Yep, I cracked the 50,000-word mark tonight with a day to go. Man, it’s been an incredible ride with these characters. I still have about 8 more chapters to go, so the party’s not over, but this little chickadee is pooped.

Here’s the beginning of my NanoWrimo work-in-progress, La Doña Rising:

The Chill of Death – December 31, 2006

Ladoña Maria Moretti Taylor wondered how she got here. Here being on her back, in the snow, on a starless New Year’s Eve night, with a gunshot wound to her chest.

She gasped for breaths, but with each breath, more blood pumped itself from her.
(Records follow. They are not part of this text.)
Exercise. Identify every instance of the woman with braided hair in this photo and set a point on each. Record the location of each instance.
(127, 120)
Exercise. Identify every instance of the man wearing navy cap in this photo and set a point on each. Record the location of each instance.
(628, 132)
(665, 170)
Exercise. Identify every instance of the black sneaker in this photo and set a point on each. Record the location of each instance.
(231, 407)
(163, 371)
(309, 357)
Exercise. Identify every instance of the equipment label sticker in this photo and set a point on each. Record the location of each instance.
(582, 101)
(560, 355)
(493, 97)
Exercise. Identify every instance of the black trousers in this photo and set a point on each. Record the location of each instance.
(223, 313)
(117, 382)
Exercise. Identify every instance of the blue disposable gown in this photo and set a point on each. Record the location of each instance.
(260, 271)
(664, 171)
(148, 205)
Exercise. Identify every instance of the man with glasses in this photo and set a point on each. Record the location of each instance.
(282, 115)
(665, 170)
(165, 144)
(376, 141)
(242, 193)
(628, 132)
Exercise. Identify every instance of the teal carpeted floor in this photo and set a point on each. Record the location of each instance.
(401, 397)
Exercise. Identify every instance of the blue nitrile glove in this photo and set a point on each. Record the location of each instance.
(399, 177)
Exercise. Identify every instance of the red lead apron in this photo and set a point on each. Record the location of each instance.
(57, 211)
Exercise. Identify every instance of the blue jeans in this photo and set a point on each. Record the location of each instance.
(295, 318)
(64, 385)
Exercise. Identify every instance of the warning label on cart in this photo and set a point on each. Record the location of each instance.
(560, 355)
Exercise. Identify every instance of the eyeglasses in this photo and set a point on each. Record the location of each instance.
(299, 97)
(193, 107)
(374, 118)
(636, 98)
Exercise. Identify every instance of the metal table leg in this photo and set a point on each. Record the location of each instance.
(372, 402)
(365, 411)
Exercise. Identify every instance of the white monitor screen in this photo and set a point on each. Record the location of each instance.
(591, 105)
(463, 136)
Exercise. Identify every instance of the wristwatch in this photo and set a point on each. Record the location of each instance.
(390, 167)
On the outskirts of her mind, she could hear Yvette say, “Everything gets finished tonight, bitch.” Footsteps crunching through the snow alerted Ladoña to Yvette’s approach.

When she opened her eyes, she could make out the fuzzy outline of Yvette’s thick, brick house body, clad in a black cat suit and black parka. The .38 pointed at the center of her forehead, however, came through clearly.

Ladoña had wanted to be in the family business. She didn’t want to be her father’s piccola angela any more. And though her father was adamant that at least one of his children stayed “pure,” free of the business, Ladoña had found her way into the lies, the deceit, the heavy burden that everyone else in her family had to carry. Now, she had to show that she was strong, that she wasn’t scared.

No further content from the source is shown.